The pathos of this contrast, between the coolness of the digital and the warm, messy intensity of humankind, emerges again in Luke du Bois’ Hard Data, where the tolls of war unfold as stark lists and map references. Du Bois’ soundtrack, generated from the same source data, acts as an emotional mediator, trying to return some of the tragic importance that the data fails to convey. Du Bois’ work pivots between the data-subject and what we might call the data-world. For if the world, too, is now data, then what might that feel like? How do we approach such a world?

In many works here the weather - a complex (and increasingly uncooperative) material flux - is a sort of proxy for the data-world: a field that is both easy to measure, and difficult to grasp. In Miebach’s Weather Scores, Viegas and Wattenberg’s Wind Map (above), and my own Measuring Cup, weather data is a source of aesthetic richness, as well as a pointer to the world beyond, the world that data traces. The weather - so much part of our everyday sensations - is abstracted here into numbers and symbols, only to be remade in new sensual forms. What if we could see the wind across an entire continent? Or hold a hundred years of temperature? Or hear the tides as music?

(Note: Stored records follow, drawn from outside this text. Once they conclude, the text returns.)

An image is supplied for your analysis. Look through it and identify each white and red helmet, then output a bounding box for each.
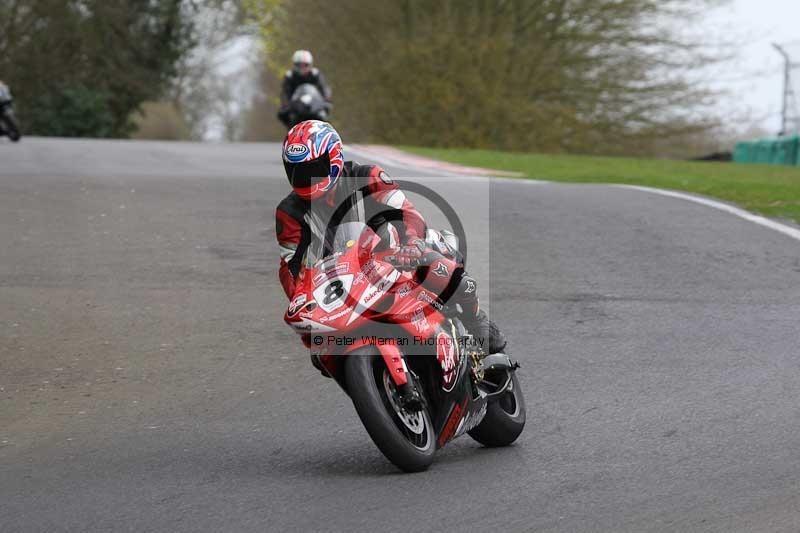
[283,120,344,200]
[292,50,314,67]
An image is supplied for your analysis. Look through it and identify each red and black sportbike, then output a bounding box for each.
[284,222,525,472]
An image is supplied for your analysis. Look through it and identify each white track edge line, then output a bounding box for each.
[612,184,800,241]
[350,148,800,245]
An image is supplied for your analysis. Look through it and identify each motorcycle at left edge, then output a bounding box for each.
[0,82,21,142]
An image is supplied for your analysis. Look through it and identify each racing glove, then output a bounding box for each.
[393,239,427,268]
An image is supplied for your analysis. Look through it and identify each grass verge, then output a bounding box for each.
[402,146,800,223]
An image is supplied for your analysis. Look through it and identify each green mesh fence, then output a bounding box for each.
[733,135,800,165]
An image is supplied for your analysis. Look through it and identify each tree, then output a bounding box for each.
[250,0,718,153]
[0,0,194,137]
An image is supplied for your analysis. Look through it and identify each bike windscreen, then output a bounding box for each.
[332,222,376,253]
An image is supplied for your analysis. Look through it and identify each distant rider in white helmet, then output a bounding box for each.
[278,50,333,127]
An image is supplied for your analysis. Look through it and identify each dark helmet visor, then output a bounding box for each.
[283,153,331,189]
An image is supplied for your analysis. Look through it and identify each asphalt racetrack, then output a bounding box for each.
[0,139,800,532]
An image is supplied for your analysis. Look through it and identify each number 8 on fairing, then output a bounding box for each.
[314,274,353,313]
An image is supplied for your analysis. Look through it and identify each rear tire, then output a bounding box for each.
[345,346,436,472]
[469,372,525,447]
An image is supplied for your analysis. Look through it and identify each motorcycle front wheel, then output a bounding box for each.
[469,372,525,447]
[345,346,436,472]
[0,113,20,142]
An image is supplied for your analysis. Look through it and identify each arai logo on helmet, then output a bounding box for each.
[284,143,309,163]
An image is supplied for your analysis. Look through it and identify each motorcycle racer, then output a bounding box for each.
[275,120,506,403]
[278,50,333,127]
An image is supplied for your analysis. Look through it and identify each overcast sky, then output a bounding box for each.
[699,0,800,134]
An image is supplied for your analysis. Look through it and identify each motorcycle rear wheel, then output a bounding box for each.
[469,372,525,447]
[345,346,436,472]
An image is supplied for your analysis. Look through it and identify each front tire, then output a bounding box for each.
[469,372,525,447]
[345,346,436,472]
[0,113,20,142]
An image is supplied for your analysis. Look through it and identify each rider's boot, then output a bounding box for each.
[453,273,506,355]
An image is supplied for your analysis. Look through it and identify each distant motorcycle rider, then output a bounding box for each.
[278,50,333,127]
[275,120,506,394]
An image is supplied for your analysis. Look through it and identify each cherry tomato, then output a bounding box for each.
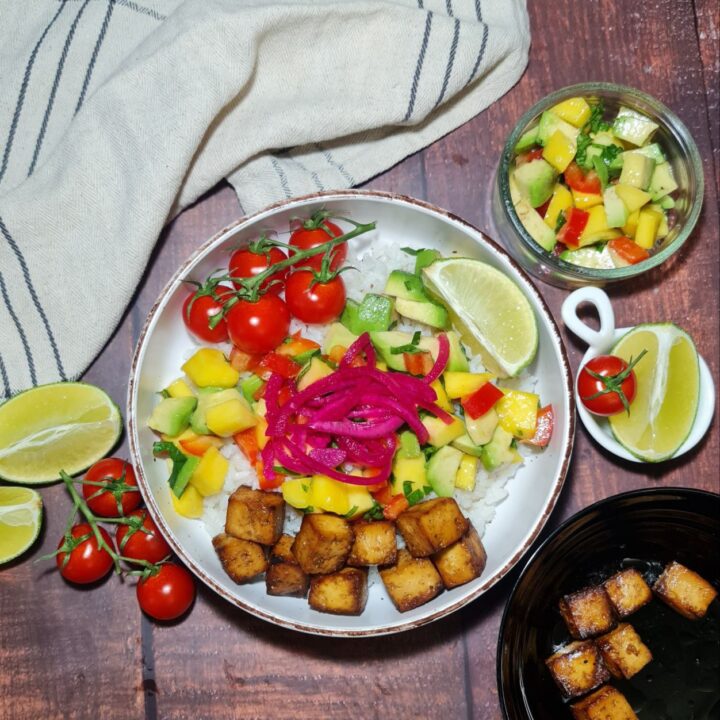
[229,247,290,295]
[290,220,347,271]
[577,353,644,417]
[285,270,345,323]
[182,286,232,342]
[55,523,113,585]
[115,510,170,563]
[137,563,195,620]
[225,294,290,355]
[83,458,142,517]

Here we get a glimpse of an alternative figuration of data itself. Rather than some kind of precious (but immaterial) stuff, or fuel for market speculation, data here is a relationship, a link between one part of the world with another, and a trace that can be endlessly reshaped. Of course, that trace is imperfect; a mediated pointer, not a pure reproduction. So Viegas and Wattenberg issue a disclaimer for their Wind Map: this is just an “art project”, they say; we "can't make any guarantees about the correctness of the data or our software.” Yet that connection remains; and art here plays the role that it always has. It transforms our understanding of the world, by representing it anew.